Ahora era el momento de recuperarla.
A Berin le hubiera gustado traer noticias mejores. Caminaba por el sendero de gravilla que le llevaba de vuelta a casa con el ceño fruncido; todavía no era invierno, pero pronto llegaría. Él había planeado marcharse y encontrar trabajo. Los señores siempre necesitaban herreros que les proporcionaran armas para sus guardias, sus guerras, sus Matanzas. Pero resultó que a él no le necesitaban. Tenían a sus propios hombres. Hombres más jóvenes, más fuertes. Incluso el rey que había parecido que quería su trabajo había resultado querer al Berin de hacía diez años.

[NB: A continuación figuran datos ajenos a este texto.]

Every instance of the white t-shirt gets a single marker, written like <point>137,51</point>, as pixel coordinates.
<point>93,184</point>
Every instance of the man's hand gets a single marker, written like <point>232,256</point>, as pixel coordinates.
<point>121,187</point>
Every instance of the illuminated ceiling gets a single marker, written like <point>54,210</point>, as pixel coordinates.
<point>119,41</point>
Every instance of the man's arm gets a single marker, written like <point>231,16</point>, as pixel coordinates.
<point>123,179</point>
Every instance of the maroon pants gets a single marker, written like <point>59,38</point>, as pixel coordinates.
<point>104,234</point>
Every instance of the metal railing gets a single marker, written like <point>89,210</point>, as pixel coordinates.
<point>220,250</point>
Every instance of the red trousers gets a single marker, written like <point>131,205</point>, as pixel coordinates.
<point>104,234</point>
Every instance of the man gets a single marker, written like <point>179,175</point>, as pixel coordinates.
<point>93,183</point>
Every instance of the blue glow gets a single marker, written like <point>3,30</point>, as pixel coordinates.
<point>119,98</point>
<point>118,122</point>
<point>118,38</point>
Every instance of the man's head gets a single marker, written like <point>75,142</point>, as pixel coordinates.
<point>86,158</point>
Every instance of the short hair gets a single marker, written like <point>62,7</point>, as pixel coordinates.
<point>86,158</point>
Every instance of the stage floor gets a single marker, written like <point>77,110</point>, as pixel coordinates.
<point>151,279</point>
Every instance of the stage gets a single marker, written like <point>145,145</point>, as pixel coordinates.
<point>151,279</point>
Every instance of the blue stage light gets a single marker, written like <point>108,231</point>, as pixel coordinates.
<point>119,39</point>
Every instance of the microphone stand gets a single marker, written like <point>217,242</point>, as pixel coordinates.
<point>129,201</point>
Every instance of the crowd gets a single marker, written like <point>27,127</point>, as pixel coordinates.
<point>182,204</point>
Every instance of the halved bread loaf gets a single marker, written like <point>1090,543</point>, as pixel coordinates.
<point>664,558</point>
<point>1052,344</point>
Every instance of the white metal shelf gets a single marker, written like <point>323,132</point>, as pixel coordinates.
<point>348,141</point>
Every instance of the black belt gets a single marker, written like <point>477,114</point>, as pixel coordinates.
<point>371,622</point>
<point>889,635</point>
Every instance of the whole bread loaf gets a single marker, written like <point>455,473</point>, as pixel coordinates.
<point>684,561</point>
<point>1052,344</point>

El pensamiento le dolía, sin embargo sabía que debía haber imaginado que no necesitaban un hombre con más pelos grises que negros en la barba.
Hubiera sido más doloroso si aquello no hubiera supuesto que tenía que volver a casa. Su hogar era lo que importaba a Berin, incluso aunque fuera poco más que un cuadrado de paredes de madera sin pulir, cubierto por un tejado de pasto. Su casa eran las personas que allí le esperaban y pensar en ellos era suficiente para acelerar sus pasos.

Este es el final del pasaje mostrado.